獲得と喪失

 CAは、根底の発想に「What is human?」(:人間とは如何なる生き物か?)を常時に携えています。その意図は、この命題に肉迫する以上に、指導感性に響く材料は無い、との認識からであります。十全に分かり尽すことは有り得ないにせよ、周りから浮彫にする努力は、決して無駄になりません。今回のテーマも、勿論にその一環となります。考えてゆく上では、哲学/脳科学/臨床、と少なくとも3つ以上の視点で取り囲む必要はあるでしょう。

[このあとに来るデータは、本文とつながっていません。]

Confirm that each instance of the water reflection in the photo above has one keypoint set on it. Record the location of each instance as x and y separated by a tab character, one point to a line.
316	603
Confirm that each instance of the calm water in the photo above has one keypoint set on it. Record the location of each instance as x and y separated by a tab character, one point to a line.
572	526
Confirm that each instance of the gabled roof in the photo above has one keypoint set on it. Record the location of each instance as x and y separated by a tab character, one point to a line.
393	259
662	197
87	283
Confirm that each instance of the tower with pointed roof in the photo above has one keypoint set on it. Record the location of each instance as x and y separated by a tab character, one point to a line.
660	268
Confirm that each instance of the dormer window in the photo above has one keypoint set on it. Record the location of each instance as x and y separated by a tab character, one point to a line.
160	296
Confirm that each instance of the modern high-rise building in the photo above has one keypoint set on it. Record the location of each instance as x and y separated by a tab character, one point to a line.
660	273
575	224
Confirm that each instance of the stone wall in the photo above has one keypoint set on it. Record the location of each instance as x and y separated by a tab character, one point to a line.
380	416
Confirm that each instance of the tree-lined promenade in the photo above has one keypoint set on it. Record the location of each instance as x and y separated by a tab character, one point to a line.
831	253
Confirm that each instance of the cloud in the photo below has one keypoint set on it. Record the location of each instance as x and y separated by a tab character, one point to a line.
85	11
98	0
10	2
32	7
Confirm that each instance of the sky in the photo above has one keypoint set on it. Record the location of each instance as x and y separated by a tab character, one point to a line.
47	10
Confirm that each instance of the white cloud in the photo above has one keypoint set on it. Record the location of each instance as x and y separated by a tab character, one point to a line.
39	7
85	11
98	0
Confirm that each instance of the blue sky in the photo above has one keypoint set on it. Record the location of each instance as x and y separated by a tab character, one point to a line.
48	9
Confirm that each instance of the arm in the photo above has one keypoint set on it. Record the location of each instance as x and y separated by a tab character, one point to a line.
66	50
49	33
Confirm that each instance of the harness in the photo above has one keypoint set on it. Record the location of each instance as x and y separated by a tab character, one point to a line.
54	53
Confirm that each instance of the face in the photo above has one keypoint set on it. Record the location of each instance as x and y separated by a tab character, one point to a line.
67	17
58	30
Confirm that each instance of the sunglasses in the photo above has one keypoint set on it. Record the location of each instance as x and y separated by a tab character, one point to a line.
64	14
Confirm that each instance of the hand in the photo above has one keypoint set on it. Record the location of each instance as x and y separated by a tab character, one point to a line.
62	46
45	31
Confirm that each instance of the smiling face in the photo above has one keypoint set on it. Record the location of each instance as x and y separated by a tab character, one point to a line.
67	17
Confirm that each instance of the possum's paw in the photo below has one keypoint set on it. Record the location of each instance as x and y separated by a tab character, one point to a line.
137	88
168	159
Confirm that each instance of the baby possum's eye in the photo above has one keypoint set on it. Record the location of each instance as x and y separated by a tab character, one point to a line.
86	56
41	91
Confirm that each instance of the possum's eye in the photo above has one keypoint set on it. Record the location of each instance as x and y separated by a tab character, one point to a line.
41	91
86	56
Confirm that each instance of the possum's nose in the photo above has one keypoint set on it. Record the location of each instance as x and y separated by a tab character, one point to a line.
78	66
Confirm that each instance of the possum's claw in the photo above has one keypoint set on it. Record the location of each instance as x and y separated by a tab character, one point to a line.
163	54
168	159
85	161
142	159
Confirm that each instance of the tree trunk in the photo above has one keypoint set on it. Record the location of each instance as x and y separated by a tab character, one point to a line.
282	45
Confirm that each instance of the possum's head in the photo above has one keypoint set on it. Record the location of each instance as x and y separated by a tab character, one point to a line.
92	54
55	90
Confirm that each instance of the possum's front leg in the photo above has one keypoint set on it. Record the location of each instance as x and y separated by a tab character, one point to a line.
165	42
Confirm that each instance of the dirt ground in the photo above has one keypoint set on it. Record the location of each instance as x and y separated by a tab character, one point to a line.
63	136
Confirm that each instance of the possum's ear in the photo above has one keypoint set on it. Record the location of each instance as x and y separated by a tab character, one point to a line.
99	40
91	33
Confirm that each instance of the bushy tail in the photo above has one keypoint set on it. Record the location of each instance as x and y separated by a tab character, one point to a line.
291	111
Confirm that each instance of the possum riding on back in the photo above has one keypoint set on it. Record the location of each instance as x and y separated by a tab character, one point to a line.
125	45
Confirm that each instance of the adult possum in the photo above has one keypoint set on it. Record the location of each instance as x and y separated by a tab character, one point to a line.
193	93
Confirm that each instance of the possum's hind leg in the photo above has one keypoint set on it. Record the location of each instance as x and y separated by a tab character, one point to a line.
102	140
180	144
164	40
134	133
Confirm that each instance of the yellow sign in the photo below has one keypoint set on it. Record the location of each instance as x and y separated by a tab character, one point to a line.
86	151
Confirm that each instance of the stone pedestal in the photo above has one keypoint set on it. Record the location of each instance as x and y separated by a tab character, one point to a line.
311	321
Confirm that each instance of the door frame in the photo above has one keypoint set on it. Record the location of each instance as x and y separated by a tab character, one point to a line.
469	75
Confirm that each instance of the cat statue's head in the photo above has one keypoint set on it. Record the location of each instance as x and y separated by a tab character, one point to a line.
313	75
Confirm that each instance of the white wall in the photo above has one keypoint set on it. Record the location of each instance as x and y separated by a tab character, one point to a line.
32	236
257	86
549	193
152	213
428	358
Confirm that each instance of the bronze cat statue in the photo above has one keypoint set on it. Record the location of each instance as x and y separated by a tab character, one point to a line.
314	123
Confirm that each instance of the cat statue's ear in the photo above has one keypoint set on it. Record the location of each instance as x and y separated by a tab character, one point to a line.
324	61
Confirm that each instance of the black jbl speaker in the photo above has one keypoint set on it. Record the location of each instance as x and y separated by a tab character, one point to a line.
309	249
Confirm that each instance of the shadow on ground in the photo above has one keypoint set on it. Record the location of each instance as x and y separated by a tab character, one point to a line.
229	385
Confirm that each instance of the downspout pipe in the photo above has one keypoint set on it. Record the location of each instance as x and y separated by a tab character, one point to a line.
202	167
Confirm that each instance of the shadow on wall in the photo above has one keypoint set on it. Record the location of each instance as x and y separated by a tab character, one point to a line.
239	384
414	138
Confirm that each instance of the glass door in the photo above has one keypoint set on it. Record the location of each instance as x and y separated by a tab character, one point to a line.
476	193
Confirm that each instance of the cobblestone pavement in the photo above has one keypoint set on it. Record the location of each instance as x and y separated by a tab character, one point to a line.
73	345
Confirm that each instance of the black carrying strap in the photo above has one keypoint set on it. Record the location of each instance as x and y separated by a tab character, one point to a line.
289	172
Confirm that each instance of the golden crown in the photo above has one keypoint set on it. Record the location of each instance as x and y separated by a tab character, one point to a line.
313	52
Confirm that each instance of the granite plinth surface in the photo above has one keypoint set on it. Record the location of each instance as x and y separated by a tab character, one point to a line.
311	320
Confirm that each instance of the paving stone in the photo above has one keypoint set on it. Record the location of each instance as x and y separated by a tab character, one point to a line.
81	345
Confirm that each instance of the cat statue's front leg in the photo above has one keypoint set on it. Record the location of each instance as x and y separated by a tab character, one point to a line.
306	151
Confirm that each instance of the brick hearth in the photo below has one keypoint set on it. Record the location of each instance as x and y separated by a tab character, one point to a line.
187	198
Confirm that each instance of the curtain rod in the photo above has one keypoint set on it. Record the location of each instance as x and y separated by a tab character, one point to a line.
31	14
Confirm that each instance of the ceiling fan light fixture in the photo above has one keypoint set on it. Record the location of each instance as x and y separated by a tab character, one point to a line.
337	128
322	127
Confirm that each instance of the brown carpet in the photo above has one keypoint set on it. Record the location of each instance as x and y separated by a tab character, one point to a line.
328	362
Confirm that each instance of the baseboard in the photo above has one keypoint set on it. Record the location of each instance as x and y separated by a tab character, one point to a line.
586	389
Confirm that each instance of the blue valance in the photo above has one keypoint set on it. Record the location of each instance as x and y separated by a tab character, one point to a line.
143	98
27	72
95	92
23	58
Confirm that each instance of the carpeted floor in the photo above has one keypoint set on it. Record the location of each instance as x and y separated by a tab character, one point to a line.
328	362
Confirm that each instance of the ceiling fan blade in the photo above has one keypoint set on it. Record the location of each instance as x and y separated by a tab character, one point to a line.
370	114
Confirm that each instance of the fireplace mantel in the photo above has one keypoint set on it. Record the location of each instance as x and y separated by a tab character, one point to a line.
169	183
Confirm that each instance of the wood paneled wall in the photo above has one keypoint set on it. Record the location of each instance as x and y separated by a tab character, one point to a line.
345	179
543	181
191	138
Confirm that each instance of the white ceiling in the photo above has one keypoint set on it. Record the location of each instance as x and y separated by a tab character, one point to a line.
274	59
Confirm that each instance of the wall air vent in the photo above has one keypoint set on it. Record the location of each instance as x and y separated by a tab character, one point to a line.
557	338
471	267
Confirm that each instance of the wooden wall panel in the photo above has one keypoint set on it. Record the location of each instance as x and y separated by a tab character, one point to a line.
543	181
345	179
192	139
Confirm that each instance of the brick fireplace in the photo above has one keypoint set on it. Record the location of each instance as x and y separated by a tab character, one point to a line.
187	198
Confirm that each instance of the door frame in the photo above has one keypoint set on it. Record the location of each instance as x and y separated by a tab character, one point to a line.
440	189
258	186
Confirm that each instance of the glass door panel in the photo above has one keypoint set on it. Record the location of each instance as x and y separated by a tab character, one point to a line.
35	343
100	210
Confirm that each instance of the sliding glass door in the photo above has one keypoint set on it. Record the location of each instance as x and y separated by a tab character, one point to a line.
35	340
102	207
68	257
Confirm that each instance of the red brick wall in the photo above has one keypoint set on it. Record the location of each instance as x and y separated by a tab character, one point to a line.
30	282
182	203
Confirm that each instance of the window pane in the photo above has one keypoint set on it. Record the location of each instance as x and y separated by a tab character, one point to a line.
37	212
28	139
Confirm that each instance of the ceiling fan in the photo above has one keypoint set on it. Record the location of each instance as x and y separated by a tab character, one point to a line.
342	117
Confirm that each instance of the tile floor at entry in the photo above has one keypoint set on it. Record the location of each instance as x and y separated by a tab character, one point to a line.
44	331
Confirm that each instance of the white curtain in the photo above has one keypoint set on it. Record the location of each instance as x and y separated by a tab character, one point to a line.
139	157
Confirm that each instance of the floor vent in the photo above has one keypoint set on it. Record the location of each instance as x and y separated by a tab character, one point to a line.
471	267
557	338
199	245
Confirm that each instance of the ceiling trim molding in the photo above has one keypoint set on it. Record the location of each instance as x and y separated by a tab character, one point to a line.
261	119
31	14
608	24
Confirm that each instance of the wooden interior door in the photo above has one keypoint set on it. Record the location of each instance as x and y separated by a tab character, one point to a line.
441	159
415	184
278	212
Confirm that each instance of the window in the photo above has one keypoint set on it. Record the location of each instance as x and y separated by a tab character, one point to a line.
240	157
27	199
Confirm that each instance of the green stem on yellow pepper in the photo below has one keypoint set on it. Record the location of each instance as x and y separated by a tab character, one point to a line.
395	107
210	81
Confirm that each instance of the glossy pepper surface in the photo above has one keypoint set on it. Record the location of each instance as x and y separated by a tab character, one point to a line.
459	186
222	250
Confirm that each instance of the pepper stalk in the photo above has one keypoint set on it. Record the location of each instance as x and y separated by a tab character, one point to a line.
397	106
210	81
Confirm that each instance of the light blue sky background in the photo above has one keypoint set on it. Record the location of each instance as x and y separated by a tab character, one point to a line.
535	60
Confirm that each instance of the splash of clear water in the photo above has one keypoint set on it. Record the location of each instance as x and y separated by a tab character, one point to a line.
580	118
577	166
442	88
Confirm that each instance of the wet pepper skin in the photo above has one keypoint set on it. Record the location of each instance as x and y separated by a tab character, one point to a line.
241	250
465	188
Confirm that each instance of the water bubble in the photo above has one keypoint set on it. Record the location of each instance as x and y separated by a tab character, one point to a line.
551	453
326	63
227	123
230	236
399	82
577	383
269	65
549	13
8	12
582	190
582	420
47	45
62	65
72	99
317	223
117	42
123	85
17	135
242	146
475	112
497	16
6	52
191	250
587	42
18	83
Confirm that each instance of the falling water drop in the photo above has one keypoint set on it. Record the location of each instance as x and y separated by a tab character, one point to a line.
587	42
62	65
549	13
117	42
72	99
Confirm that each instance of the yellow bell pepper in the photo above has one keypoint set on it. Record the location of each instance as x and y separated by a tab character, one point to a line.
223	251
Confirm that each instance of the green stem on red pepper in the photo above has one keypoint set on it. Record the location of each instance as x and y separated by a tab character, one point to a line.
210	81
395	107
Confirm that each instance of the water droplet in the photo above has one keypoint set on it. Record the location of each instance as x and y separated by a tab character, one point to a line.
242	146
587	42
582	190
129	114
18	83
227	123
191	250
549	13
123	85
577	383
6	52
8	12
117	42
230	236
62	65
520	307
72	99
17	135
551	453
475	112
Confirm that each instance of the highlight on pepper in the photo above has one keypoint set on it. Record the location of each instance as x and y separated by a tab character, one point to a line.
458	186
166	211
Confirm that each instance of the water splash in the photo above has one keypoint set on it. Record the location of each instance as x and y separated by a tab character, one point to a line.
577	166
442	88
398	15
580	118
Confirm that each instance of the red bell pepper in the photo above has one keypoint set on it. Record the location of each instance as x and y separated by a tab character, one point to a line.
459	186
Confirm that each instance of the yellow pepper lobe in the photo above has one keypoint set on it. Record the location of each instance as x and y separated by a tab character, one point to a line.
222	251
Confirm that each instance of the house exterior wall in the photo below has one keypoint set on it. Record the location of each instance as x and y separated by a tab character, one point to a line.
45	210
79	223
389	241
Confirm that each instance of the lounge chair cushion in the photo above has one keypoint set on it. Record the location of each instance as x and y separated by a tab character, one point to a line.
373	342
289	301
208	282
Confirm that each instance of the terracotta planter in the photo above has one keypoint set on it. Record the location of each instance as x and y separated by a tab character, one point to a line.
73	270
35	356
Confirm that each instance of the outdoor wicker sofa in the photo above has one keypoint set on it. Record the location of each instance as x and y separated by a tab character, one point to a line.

 話を具体的にして行きますと、障害者のリハビリテーション パラリンピック競技者のトレーナビリティー が焦点になります。これこそは、我々の脳機能における真骨頂『可塑性:plasticity』の成せる業であり、ヒト可能性の究極現象と出来るのです。故に、例え健常者を対象とする立場であろうとも、この領域への理解は必須のことになる筈です。何故なら、失って見ない限りには、五体満足の意味が立ち上がって来ないからです。その指一本が、全体の中で果たしてどのような働きをしているのか? これを知らずして、効果的に全体性を引き上げる事は、返って至難の業になるかもしれません。

 2つほどの例示をします。

 1つは、米国のパラリンピック競技者(車椅子ランナー)である、タチアナ マクファーデン です。この方の圧倒的な能力は、「超適応」と命名されており、脳科学でも注目されています。いわゆる、ホムンクルスに代表される脳地図がここまで書き換わるのだ、と実証した貴重な例です。下肢障害が生得的であったことと、境涯の過酷さが大いに影響しているとは言え、適応とも学習ともつかないヒト可変力を、生々しく見せてくれます。

 2つは、脳卒中による片麻痺障害からのリハビリテーションに、新しい世界を切り拓きつつある”認知神経リハビリテーション”です。ここでは、旧来のバイオメカニクス解釈の限界性を越えて、「学習と教育」を通した脳可塑性を引き出そうとする手法を取り、残存機能でのADL復帰以上の効果を見出しています。これからのリハビリテーションルネサンスは、認知神経から始まると確信しています。この紹介は、前回ブログでしていますが、健常者のトレーニング世界が、いの一番に追わなくてはならない領域です。

 このように書いて来ますと、特殊さを感じさせるかもしれませんが、決してそうでもありません。身近に言えば、こういった喪失法は日本の古武道における基本訓練では当たり前のことでありますし、身体的弁証法としての共産圏コオーディネーショントレーニングでも大事な概念となっています。正に、『正反合』こそ、ヒトの認知性を自然に生じさせる外せないプロトコルであるという事実なのです。